I am sure there is going to be plenty of press of the looking back and looking forward variety in the weeks to come. It is the time of the year to take stock and make predictions and I am sure we are all going to see a lot of coverage from the great and the good. For my part, as someone at the coalface of the bridging market on a daily basis, I want to take a look with a view to what really affects brokers and their clients and what I would like to see coming down the track.

Talk earlier this month of a £3 billion bridging industry would have raised eyebrows even a year ago and yet here we are in a situation where the steady upward growth trend this year is already nudging that number. New lenders and new sources of funding have been part of that growth spurt, but let’s not forget that the infinite flexibility of the product has produced a facility which covers so many areas of the lending spectrum. From simple stop gap funding at auction, it has developed into having a veritable smorgasbord of uses as a significant source of development finance, serious support for BTL lending as well as an important source of emergency funding for personal or business uses.

2016 should also be named the year of the cast iron bridging exit strategy. While rates are at their lowest for all types of lending, clients who allow their bridging loans to go over the designated period are putting a lot of pressure on themselves financially and it is not definitely clever for an adviser if the exit is fudged. In the BTL sector, bridging finance is becoming a go to source but I want to see fewer clients coming to us without a strong workable means of exiting their bridging loan.
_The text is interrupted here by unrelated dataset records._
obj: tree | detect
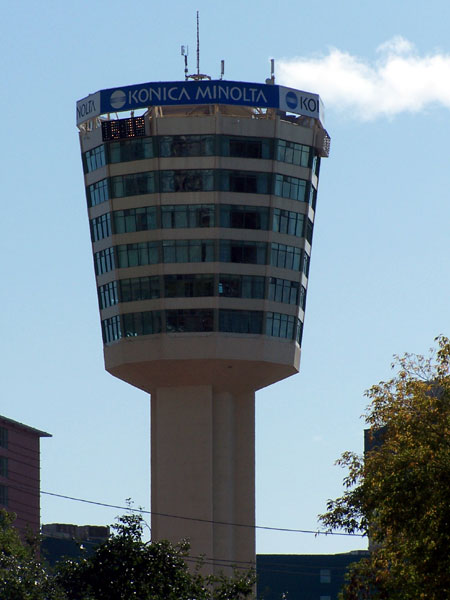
[56,514,254,600]
[320,336,450,600]
[0,509,63,600]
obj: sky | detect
[0,0,450,554]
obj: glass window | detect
[320,569,331,583]
[269,277,301,305]
[276,140,313,167]
[220,170,271,194]
[102,315,122,344]
[90,213,111,242]
[162,240,214,263]
[0,483,8,506]
[273,173,308,202]
[117,242,160,269]
[220,204,269,230]
[161,204,215,229]
[83,144,106,173]
[119,275,161,302]
[266,312,301,341]
[86,179,109,207]
[270,243,302,271]
[272,208,305,237]
[164,274,214,298]
[111,171,157,198]
[108,137,156,163]
[98,281,119,310]
[122,310,161,337]
[221,136,272,159]
[159,169,214,192]
[219,310,263,333]
[220,240,267,265]
[0,427,8,448]
[166,309,214,333]
[113,206,158,233]
[219,274,265,298]
[159,135,216,156]
[94,248,116,275]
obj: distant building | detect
[41,523,110,565]
[0,415,51,533]
[256,550,369,600]
[77,74,330,571]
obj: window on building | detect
[83,144,106,173]
[86,179,109,207]
[269,277,301,305]
[219,274,265,298]
[0,426,8,448]
[220,240,267,265]
[119,275,161,302]
[276,140,312,167]
[161,204,215,229]
[219,170,271,194]
[162,240,214,263]
[319,569,331,583]
[221,136,273,159]
[272,208,305,237]
[219,310,263,334]
[94,248,116,275]
[102,315,122,344]
[122,310,161,337]
[113,206,158,233]
[91,213,111,242]
[166,309,214,333]
[98,281,119,310]
[273,173,308,202]
[117,242,160,269]
[270,243,302,271]
[220,204,269,230]
[107,137,156,164]
[111,171,158,198]
[102,117,145,142]
[0,456,8,477]
[164,274,214,298]
[159,169,214,193]
[159,135,216,156]
[0,483,8,506]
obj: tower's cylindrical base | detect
[151,385,255,574]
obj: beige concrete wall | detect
[151,386,255,573]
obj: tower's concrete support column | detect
[151,385,255,572]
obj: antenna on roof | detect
[197,11,200,75]
[181,11,211,81]
[266,58,275,85]
[181,46,189,79]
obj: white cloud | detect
[277,36,450,120]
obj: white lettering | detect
[230,87,242,102]
[218,85,230,100]
[195,86,212,100]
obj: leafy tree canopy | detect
[0,511,255,600]
[320,336,450,600]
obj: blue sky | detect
[0,0,450,553]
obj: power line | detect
[41,490,366,537]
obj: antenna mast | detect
[197,11,200,75]
[181,11,211,81]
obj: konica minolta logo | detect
[109,82,271,110]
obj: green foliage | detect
[320,337,450,600]
[57,514,254,600]
[0,509,64,600]
[0,510,255,600]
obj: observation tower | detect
[77,70,329,572]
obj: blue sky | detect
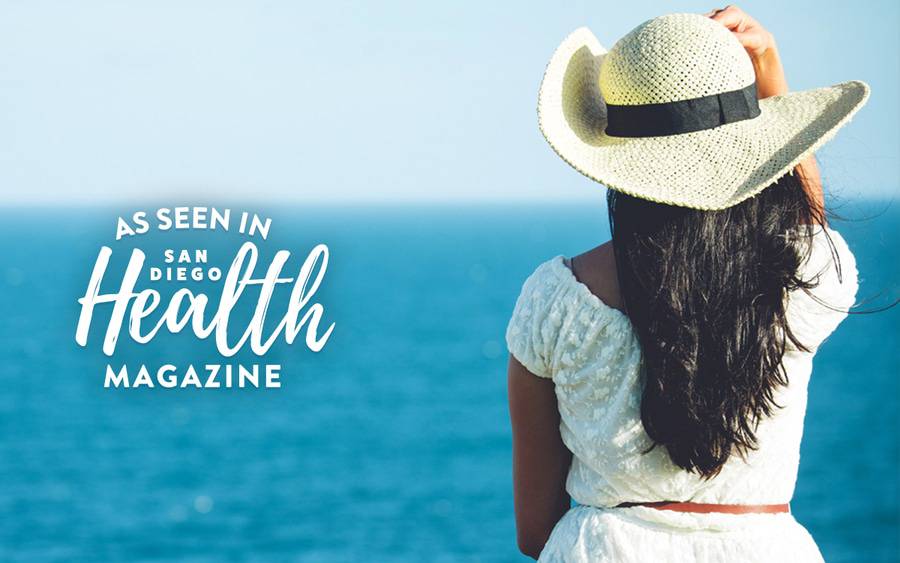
[0,0,900,204]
There are lenders still prepared to accept weak explanations but the implications can be particularly serious as some of the penalties can be scary.

In 2016, one of the indirect effects of the MCD will be to provide a further incentive to ensure that the industry does everything it can to ensure that clients get into bridging with as good an opportunity to successfully exit and the intermediary community will need to play its part.

I have no doubt that every bridging sales director and BDM will, having had an excellent year in 2015, now be looking at ways to sustain the progress made as expectations will be high in every boardroom to improve further on 2015.

For specialist packagers like us, we are also looking to see a continuation of the successful recipe of lower rates, more choice and greater competition for business among a growing number of lenders. Allowing market forces to lead the market has, so far, been good for all parts of the chain from lenders to borrowers and in 2016, I see that combination continuing. Unlike some, I do not see the MCD as a brake on future new business. The industry is already adjusting to the requirements and challenges posed and will be the stronger for it, both in terms of quality and competence in 2016.

We will be concentrating on a continuing programme of broker master classes which have proved popular this year, particularly with our network partners. It is clear that intermediaries, even the most experienced, are keen to learn new skills. That attitude speaks well for the future of the quality of advice and will help improve customer outcomes.

2016 will see the more forward thinking specialist packagers taking advantage in the latest technology field, particularly in the area of application submission and sourcing. With greater emphasis for brokers to demonstrate evidence of research, being able to access a clear, verifiable audit trail will be a vital component in choosing a specialist partner and Complete FS intends to continue to be at the cutting edge of what technology can offer.

Technology, particularly in the bridging market, needs to be considered as a helpmate rather than a total solution. Human experience and understanding of each applicant’s specific circumstances is the most vital part of what we offer. It is going to get harder to find that level of talent and we are fortunate to have made some key hirings recently as I do see a situation where there is definitely going to be shortage of people with the right skills.

Finally, as the talk at the pumps is a possible return to petrol prices actually dipping under the £1 per litre mark, the only other wish on my list to Father Christmas is that we see average bridging rates dip under the magic 1% per month mark. Perhaps wishful thinking, but it would help towards further increasing credibility for the long term.